UK employers are pressing to suspend scheduled pension contributions amounting to tens of millions of pounds after many retirement schemes hit an unexpected surplus.
Investment advisers to FTSE-listed companies with “defined benefit” pensions that pay a guaranteed income based on an employee’s salary and length of service, said employers are increasingly looking to reach agreements with their scheme’s trustees on ending payments to their plans.
Employers and trustees typically agree a funding plan for pension schemes every three years. For the past 15 years most of the UK’s 5,200 DB schemes have typically reported deficits or funding shortfalls due to low interest rates.

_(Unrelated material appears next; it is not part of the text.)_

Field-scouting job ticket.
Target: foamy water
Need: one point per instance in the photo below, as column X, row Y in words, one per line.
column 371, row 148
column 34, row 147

But the sharp rise in rates over the past year has left most of them with a surplus.
Edd Collins, senior director with WTW, a professional services firm, said he had clients who had reached deals to stop contributions.

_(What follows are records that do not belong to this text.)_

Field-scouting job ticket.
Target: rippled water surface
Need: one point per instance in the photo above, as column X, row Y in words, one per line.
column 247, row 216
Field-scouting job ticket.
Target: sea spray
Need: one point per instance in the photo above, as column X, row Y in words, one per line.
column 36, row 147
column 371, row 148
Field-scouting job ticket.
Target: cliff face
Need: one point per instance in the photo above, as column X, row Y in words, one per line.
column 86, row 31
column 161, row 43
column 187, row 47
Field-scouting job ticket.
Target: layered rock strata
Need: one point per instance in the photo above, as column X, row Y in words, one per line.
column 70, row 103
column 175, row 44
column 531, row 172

“Employers, some very large FTSE-listed companies, are reaching out to trustees and saying: ‘We want to negotiate now and stop paying deficit contributions,’” he said. “They are saying: ‘We don’t think we need them anymore.’”
When calculating the cost of the pension promises, which can run decades into the future, actuaries take into account long-term interest rates. In general as interest rates rise, the scheme’s liabilities fall and vice versa.
In February this year there were 4,459 schemes in surplus, and 776 in deficit compared with two years ago when 2,479 were in surplus and 2,839 in deficit, according to the Pension Protection Fund, the lifeboat scheme.
“Whether the sponsor is FTSE 100 or a small privately owned business, if the pension scheme is now very well funded, there will be pressure to turn off contributions as part of valuation exercises that are currently or about to take place,” said John Dunn, head of pensions funding and transformation at PwC UK, the professional services firm.
“We are seeing this across the market,” he added.
Collins said employers would use cash freed up from the DB schemes for business investment or to fund contributions to other company pension schemes, where staff do not have guaranteed retirement income.
Trustees said employers are now seeking to bring forward the next three yearly check.
“We can definitely see some valuations being brought forward to facilitate a deeper look at the new cash flows,” said Chris Roberts, professional trustee and managing director at Dalriada Trustees.
Stephen Purves, head of risk settlement with XPS Pensions, said ceasing contributions was a “much more common” request and “reasonable thing to do” to avoid overfunding the scheme.
Last week the Pensions Regulator estimated that a quarter of DB plans, or around 1,000, were so well funded they could afford to pay an insurer to take over the scheme’s liabilities, or a deal known as a “buyout”, which would fully remove the scheme from the employer’s hands.
“Most funding agreements do switch off once certain thresholds have been hit and being fully funded on buyout would be one of these,” said Purves.
“In some cases, trustees may be willing to agree to a mechanism whereby contributions restart again in the event of those gains reversing.”